Il presidente dell’Uefa Ceferin è tornato a parlare della Superlega facendo delle dichiarazioni che preoccupano Agnelli e la Juventus
La Champions League ha conosciuto in questa settimana il nome delle due finaliste della competizione, Real Madrid e Liverpool. Entrambe sono state tra le società che hanno firmato l’idea della Superlega in inizio. Successivamente hanno intrapreso due squadre differenti. I ‘Reds’ dopo le ‘pressioni’ dei propri tifosi hanno scelto di tirarsi indietro. I ‘blancos’ di Florentino Perez sono rimasti fedeli alla propria idea, insieme a Barcellona e Juventus.
Anche i bianconeri, infatti, hanno mantenuto viva l’idea, pensando pure a una formula differente rispetto all’idea originaria. Aleksander Ceferin, intanto, è tornato a tuonare intorno a questa possibilità, ‘minacciando’ pure il presidente juventino Andrea Agnelli. La questione, come si è potuto evincere dalle parole del presidente dell’Uefa nell’intervista concessa ad ‘As’ è tutt’altro che chiusa.
Il presidente dell’Uefa Aleksader Ceferin è tornato a parlare della possibilità di applicare sanzioni nei confronti dei club dissidenti: “È possibile, per il momento restiamo a vedere.
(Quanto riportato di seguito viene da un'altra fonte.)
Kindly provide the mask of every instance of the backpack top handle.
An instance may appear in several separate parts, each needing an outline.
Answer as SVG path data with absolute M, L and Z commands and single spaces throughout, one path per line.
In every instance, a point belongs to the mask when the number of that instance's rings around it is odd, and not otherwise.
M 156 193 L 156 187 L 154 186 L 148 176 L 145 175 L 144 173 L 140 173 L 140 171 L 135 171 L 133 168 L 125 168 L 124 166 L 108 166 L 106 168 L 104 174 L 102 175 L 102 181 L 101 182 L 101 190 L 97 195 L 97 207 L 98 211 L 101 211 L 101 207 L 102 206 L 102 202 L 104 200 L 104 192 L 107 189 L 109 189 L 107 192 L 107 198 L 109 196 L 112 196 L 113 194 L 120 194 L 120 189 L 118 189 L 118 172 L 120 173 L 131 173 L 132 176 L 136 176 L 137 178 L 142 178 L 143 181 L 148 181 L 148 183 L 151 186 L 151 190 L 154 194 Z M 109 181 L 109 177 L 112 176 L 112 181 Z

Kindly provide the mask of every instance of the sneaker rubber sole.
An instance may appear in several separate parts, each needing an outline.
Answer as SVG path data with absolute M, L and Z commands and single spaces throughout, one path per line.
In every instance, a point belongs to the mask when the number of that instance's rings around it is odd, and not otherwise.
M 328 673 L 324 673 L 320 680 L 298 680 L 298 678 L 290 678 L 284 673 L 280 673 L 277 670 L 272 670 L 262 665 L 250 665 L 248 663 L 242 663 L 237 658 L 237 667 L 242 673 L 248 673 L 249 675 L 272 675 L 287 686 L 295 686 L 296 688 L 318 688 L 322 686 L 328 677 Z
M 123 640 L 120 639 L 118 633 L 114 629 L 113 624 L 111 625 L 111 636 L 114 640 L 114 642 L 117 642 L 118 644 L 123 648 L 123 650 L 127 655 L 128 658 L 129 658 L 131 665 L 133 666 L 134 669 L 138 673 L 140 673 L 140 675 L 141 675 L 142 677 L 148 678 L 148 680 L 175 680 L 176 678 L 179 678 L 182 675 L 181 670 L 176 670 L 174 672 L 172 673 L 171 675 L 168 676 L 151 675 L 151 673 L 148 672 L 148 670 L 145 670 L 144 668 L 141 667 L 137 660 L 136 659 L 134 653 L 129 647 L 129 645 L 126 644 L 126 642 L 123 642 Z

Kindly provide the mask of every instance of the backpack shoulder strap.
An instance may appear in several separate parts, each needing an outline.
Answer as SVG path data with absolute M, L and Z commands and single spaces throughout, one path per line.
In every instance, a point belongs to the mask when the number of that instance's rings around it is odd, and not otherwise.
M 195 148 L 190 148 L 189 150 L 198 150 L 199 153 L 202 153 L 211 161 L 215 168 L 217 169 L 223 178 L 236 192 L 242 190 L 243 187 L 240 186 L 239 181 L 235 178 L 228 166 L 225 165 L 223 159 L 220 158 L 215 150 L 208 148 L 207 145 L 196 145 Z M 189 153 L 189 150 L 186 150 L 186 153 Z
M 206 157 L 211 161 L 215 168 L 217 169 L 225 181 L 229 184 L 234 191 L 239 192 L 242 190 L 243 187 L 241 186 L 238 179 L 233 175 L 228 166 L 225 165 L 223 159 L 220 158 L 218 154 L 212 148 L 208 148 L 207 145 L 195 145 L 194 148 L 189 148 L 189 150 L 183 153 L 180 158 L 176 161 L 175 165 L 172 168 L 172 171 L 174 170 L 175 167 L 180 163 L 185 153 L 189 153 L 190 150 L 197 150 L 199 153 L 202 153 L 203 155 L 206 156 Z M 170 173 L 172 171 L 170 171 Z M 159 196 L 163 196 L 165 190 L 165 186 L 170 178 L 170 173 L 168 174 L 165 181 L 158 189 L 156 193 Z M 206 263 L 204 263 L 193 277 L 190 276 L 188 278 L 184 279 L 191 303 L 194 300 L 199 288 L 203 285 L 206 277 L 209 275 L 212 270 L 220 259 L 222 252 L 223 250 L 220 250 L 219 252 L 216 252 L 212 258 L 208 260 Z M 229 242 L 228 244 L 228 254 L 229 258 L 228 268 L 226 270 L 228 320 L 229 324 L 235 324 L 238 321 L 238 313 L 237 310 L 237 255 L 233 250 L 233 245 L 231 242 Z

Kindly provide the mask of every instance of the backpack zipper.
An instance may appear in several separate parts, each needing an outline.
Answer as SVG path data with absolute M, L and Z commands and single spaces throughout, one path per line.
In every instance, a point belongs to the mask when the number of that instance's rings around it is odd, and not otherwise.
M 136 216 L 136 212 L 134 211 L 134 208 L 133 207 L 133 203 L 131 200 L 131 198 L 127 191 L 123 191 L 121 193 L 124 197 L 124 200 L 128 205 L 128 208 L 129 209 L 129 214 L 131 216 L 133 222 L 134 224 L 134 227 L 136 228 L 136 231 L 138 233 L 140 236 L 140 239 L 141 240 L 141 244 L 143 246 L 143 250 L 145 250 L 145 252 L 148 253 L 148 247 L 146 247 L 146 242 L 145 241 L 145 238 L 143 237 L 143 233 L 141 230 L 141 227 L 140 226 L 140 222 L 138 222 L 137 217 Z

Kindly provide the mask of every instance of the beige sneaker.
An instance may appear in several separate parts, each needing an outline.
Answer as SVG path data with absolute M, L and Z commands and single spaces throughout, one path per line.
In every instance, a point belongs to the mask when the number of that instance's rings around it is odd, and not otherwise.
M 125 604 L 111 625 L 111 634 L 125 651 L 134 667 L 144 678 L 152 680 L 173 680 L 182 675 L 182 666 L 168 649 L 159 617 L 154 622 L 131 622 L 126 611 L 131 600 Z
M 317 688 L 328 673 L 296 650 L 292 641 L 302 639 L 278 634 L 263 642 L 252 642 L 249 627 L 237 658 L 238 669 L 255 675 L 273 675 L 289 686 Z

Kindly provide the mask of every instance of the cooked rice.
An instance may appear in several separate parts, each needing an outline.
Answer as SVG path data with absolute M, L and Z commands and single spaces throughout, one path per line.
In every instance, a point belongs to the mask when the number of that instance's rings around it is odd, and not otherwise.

Non ci ha fatto piacere l’ingiunzione e sono stato sorpreso dal comportamento del giudice precedente. Non ci hanno nemmeno offerto un’udienza, ho comunque fiducia nelle autorità e nei tribunali spagnoli”. La possibilità di subire sanzioni dunque tengono in agitazione Juventus, Real Madrid e Barcellona.
Ceferin ha poi parlato dei suoi rapporti con i tre club ribelli: “Il mio rapporto con il presidente della Juventus in precedenza era molto aperto e onesto, non voglio però parlare di lui. Con Florentino Perez avevo in programma a Nyon prima che accadesse tutto. Avremmo dovuto parlare delle future competizioni ma 24 ore prima della riunione ha cancellato l’appuntamento dicendomi di essere impegnato in un evento legato al basket. Con Bartomeu invece non ho mai parlato”.
Il massimo dirigente dell’Uefa ha poi sottolineato la mancanza di rapporti con i presidenti di questi club: “Comunichiamo solo attraverso le aule di tribunale, non esistono relazioni personali. Della vicenda se ne occuperanno i nostri avvocati”.